On note plusieurs avancées concernant l’indépendance énergétique de l’Union européenne : l’interconnection des réseaux et la solidarité entre les Etats membres ont ainsi été renforcés ainsi que la sécurité de l’approvisionnement. Le programme énergétique européen pour la relance a permis de réaliser des investissements et de renverser le courant traditionnel des flux de gaz, pour des pays traditionnellement dépendant à 100 % de la Russie. En effet, désormais, des flux de gaz proviennent de l’Ouest en direction de l’Est.
L’indépendance de l’Union a connu également des avancées notamment grâce au développement par les Etats-Unis du gaz de schiste, qui a eu un effet modérateur sur les prix de gaz. C’est un filet de sécurité important en terme de sécurité de l’approvisionnement. Toutefois, l’Europe est divisée sur ce point, bien que soutenu par Pologne car très dépendante énergiquement. Faisant déjà l’objet d’une exploitation aux Etats-Unis et au Canada, le gaz de schiste présente des risques environnementaux et sanitaires avérés (contamination des nappes phréatiques par des fuites de méthane, importante quantité d’eau utilisée, risque de tremblement de terre du aux fracturations). De plus, son bilan énergétique demeure décevant et les réserves européennes de gaz de schiste apparaissent trop faibles pour s’imposer en tant qu’alternative durable au gaz conventionnel.
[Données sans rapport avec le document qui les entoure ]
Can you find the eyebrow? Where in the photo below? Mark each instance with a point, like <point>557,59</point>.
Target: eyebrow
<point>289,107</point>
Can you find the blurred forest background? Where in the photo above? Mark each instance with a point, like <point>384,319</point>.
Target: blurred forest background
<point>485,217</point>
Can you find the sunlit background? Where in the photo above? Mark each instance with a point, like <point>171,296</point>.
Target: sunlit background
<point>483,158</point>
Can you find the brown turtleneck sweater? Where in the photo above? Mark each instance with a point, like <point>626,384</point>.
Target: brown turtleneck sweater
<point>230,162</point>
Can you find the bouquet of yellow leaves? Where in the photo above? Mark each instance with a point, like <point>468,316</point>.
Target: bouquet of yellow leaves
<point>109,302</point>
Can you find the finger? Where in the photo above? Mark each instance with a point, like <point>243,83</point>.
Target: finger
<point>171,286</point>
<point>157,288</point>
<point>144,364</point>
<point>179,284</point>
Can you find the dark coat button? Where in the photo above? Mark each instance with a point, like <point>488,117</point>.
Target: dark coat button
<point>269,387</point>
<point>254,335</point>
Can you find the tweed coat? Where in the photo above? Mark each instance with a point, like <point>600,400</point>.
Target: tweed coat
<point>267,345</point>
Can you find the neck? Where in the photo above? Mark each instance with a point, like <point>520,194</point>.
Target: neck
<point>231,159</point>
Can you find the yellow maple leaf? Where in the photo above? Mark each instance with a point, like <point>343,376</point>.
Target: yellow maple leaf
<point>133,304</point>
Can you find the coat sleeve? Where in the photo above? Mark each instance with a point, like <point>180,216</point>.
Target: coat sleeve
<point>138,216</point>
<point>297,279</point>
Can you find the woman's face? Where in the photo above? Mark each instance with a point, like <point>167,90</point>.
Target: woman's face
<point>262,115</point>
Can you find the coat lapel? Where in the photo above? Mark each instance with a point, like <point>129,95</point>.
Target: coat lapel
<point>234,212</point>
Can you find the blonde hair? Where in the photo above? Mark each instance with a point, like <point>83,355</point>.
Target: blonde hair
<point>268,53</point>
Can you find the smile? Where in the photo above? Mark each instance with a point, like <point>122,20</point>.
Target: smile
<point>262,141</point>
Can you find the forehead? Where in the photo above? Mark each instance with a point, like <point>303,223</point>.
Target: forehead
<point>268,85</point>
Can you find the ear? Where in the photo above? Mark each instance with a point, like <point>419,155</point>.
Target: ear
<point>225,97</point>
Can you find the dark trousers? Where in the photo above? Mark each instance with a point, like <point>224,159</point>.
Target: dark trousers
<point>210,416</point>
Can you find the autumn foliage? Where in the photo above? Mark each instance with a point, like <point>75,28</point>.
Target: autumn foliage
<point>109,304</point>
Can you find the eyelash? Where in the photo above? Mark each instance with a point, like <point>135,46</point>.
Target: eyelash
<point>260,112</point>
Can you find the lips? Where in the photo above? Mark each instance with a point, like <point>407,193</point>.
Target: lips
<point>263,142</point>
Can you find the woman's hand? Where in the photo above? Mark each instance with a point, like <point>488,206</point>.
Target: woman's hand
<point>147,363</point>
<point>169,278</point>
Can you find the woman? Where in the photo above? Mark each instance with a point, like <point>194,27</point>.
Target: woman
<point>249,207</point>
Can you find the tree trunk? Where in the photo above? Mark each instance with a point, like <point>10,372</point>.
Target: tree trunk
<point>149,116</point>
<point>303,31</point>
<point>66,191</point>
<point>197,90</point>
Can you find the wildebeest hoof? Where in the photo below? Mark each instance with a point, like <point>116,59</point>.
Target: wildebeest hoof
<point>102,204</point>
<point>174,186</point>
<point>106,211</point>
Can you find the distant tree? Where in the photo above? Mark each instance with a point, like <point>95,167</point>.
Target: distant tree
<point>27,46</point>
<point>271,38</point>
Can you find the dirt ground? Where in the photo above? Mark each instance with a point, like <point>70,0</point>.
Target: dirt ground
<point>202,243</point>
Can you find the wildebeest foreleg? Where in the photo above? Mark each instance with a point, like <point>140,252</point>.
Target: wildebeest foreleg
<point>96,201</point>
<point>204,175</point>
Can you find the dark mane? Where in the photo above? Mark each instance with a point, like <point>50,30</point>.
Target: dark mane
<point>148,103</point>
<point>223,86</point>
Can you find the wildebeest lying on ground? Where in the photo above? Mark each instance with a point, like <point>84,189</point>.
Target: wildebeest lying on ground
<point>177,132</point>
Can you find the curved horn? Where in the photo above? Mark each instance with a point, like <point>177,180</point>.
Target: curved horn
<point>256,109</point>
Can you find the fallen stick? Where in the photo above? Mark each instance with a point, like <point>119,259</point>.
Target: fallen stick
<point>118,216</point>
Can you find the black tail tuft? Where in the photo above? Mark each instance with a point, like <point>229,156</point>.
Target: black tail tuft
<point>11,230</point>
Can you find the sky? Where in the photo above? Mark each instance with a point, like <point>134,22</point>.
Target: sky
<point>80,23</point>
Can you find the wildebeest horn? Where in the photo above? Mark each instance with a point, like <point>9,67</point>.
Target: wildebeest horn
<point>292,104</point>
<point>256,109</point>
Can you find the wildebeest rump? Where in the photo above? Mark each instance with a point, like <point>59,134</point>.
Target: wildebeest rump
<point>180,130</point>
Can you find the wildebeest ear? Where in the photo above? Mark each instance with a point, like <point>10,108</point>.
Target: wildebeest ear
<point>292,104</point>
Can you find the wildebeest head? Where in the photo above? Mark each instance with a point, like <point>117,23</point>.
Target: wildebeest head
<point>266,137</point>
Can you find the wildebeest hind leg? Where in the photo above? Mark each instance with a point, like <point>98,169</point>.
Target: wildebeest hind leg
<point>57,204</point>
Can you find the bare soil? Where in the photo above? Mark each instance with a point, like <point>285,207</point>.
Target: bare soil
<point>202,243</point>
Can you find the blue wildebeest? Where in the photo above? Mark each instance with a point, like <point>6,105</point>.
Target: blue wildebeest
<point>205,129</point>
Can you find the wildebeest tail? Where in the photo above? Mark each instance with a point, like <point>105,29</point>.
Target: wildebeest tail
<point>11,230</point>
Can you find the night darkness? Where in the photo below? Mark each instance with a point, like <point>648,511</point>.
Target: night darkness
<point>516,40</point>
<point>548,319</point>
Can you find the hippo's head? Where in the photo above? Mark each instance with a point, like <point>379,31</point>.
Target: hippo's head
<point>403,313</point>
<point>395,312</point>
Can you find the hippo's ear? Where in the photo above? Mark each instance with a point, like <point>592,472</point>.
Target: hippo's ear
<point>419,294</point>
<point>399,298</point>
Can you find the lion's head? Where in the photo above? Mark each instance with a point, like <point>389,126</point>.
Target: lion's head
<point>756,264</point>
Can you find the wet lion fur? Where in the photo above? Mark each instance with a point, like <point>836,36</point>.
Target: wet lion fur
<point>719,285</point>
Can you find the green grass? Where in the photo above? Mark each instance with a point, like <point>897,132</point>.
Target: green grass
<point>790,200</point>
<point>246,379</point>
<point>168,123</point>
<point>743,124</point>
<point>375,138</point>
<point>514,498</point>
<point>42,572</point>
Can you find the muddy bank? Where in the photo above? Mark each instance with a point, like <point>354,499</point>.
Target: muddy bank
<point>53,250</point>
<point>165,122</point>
Enfin, une telle solution pourrait apparaitre contraire à l’objectif de l’Union de développer des ressources énergétiques alternatives et propres.
La précarité énergétique en Europe
La dépendance énergétique de l’Union européenne pénalise particulièrement ses habitants les plus précaires. En effet, quelque soit la source d’énergie, le prix de l’unité d’énergie a vocation à augmenter. Bien qu’une telle hausse des prix pourra être compensée par une diminution de la consommation, ces solutions (voitures hybrides, maisons “basse consommation” ou à “énergie nulle ou positive”, etc.) ne pourront pas être adoptées par tous. Les habitants en situation de précarité vont être le plus impactés. Actuellement, 10 à 20 % de la population européenne souffre déjà de pauvreté énergétique. Une solidarité est de mise.
En ce sens, une politique européenne de lutte contre la précarité énergétique pourrait apparaitre une réponse adaptée. Elle pourrait passer par une définition commune de la précarité énergétique, la création d’un Fonds européen de solidarité énergétique, ou encore par l’établissement d’une taxe carbone européenne.
Vers une Union de l’énergie ?
Le Traité de Lisbonne étant insuffisant en la matière, certains en appellent à la création d’uneCommunauté européenne de l’énergie, projet préparé par Jacques Delors et soutenu par le débuté européen Jerzy Buzek, alors président du Parlement européen. En effet, la libéralisation de la fourniture d’énergie est une réalité depuis 2004 en ce qui concerne les entreprises, les professionnels et les collectivités, et 2007 pour les particuliers. En février 2015, Jean-Claude Juncker a ainsi relancé la perspective d’une Union de l’énergie, Union qui permettrait de réaliser des économies d’échelle et de renforcer la coopération et la solidarité via une intégration totale des marchés nationaux de l’énergie.